There’s no secret formula for getting your content out there. It takes hard work and lots of effort, most of which comes from building a solid foundation of relationships with your peers.

Content is what will peak their desire, and with that you can graduate the reader from their desires to seeing what they need from you. You can use this to your advantage with the relationships you create online.

The relationships you will build in the future will fuel that fire of content that Jay Baer talks about.

Content is fire, social media is the gasoline. — Jay Baer

I realize that content is the fire, and social media is the gasoline, per the quote, but social media can only be the gasoline when you have built a good base of wood (relationships) that will keep the fire burning continually.

When you build a fire, you don’t start out with the biggest pieces of wood. The first thing you do is get kindling—the small bits that will catch faster. While that doesn’t make a large fire, it does allow you to add bigger pieces around it. After a while, you have a large blaze going that started from one little piece of kindling.

Don’t underestimate your relationships.

If someone in your niche is doing something similar to what you are doing, don’t shun them just because they’re not an influencer. Plenty of these kinds of relationships will allow you to start that fire in your relationship marketing that your brand needs to be visible in the future.

Relationship Marketing Connects Content

When you build relationships with people, you start to understand your readers’ desires and needs. Granted, these are two different things, and no one really needs to follow you on social media. They follow you because you fulfill a desire, and because they want to. Your posts are funny, informative, or help them in some way.

This is the emotion you want to adhere to when building a ministry with your brand. You want to cater to the desire in your readers. While we like to think of ourselves as logical people, the reality is that we’re more likely to respond to anything that triggers an emotional response.

When you understand your audience, you understand this simple fact as well. While you can post and promote your content until the cows come home, you have to think about the reader and what they will be getting out of it when it comes across their stream.

That connection is the basis of building a relationship foundation that keeps growing over time. Relationship marketing is the glue that holds everything together for your business, and it’s imperative that you understand what your reader wants, so you can connect them with your content every week.

In doing this, you have to make yourself available. You have to get down and dirty in the conversations that your target audience is having. It’s more about listening than talking at this point. When you listen, you get nuggets of information you can pass along to your Evernote, or wherever it is you write, so you can extract the gold from it later.

People want actionable content that helps them achieve their goals. They want to be able to take your content and put it to good use. In order to make that connection, you have to get to know the people.

The Final Thought

Content is the king, it lives in a kingdom of community, and if I had to make more playing card references, I would say that social media is the Queen that builds up the content.

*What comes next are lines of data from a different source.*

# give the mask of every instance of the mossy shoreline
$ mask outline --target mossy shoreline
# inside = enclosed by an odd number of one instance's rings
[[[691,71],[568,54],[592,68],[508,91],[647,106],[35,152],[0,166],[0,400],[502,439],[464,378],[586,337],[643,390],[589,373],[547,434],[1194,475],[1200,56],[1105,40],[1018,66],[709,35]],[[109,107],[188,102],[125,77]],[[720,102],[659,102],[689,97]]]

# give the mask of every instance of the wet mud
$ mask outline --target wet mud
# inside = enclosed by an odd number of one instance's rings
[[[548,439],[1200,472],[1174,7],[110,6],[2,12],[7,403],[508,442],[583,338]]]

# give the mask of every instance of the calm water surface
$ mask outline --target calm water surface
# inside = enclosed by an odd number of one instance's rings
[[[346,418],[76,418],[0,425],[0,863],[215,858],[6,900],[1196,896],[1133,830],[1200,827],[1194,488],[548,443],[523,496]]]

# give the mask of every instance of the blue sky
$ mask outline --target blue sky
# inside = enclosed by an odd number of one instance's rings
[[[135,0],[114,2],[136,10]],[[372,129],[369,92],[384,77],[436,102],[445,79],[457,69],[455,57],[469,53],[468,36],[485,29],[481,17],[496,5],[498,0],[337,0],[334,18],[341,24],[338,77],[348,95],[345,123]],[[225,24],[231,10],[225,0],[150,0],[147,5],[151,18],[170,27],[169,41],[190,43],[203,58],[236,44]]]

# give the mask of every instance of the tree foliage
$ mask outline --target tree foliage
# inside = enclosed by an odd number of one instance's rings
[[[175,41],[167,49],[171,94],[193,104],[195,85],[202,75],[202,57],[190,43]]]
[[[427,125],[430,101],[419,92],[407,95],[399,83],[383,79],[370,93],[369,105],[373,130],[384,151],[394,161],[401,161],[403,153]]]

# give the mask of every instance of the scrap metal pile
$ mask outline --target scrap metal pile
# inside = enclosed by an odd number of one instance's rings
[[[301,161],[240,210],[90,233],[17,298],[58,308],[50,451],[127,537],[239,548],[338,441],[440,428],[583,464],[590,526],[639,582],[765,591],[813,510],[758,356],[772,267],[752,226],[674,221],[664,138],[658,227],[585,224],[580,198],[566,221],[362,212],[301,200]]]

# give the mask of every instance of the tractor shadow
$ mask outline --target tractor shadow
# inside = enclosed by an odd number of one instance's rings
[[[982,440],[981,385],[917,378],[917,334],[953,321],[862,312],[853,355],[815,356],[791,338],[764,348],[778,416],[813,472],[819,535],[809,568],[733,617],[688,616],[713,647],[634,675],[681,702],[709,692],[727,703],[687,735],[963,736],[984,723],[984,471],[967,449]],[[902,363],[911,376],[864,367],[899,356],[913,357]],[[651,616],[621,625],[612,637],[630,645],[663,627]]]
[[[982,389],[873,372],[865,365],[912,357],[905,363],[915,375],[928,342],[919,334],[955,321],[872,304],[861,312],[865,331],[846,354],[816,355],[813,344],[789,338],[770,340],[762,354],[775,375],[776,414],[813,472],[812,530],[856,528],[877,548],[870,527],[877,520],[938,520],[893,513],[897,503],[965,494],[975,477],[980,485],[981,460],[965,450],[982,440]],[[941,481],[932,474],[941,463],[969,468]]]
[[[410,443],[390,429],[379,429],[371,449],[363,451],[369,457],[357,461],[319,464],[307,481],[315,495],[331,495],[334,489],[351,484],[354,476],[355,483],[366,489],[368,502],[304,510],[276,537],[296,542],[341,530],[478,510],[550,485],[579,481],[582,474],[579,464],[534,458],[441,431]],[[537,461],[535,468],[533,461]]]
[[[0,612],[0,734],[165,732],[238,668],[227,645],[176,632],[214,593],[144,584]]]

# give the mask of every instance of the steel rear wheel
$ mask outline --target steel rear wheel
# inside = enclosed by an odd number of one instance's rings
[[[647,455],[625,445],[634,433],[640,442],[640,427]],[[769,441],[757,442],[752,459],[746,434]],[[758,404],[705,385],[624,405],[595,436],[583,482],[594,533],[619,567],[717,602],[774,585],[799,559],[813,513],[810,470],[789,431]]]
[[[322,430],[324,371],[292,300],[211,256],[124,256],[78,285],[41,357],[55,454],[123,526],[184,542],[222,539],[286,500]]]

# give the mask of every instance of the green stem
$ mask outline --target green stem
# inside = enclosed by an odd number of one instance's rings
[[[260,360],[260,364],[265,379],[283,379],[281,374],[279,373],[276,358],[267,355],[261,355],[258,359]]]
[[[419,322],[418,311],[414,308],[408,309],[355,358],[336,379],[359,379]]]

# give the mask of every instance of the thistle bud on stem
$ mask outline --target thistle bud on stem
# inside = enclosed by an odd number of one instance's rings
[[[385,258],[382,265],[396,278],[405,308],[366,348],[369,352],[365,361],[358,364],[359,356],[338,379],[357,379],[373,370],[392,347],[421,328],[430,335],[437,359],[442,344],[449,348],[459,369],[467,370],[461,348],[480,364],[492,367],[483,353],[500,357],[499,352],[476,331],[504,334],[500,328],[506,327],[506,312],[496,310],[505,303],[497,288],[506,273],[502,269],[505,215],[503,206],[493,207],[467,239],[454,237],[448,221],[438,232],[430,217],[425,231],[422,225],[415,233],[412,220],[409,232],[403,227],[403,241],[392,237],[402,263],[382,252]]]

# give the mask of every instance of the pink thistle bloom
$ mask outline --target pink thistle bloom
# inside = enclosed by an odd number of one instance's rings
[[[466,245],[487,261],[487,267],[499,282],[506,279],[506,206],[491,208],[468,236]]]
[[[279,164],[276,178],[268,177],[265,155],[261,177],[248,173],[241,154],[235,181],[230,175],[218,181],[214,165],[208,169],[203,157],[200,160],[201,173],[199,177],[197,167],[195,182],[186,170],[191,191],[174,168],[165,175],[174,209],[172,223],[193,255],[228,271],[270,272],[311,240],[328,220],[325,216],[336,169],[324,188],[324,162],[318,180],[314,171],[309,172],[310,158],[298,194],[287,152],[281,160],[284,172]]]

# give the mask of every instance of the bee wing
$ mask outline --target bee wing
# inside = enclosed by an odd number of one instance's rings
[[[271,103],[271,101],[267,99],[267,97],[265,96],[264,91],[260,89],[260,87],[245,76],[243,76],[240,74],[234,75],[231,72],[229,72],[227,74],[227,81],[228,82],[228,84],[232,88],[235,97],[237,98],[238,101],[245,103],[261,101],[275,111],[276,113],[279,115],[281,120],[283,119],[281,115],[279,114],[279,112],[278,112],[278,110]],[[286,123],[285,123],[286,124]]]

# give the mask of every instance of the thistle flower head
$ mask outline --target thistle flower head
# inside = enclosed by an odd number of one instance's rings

But after four years of doing this, one thing I have learned for certain is that relationship marketing rules the roost. It is the top card and one that you will always want to have in your deck of strategies.

Take some time everyday to communicate and engage with people, let them understand your message, and let them become close to you. In doing this, you will eventually be invited to become close to them.

It’s about helping and servitude. Don’t expect the seed of relationships to blossom overnight. Your content and kingdom will have to wait. But when you do put all of your energy into building these relationships, you will start to see the kingdom of your content and brand message grow and grow.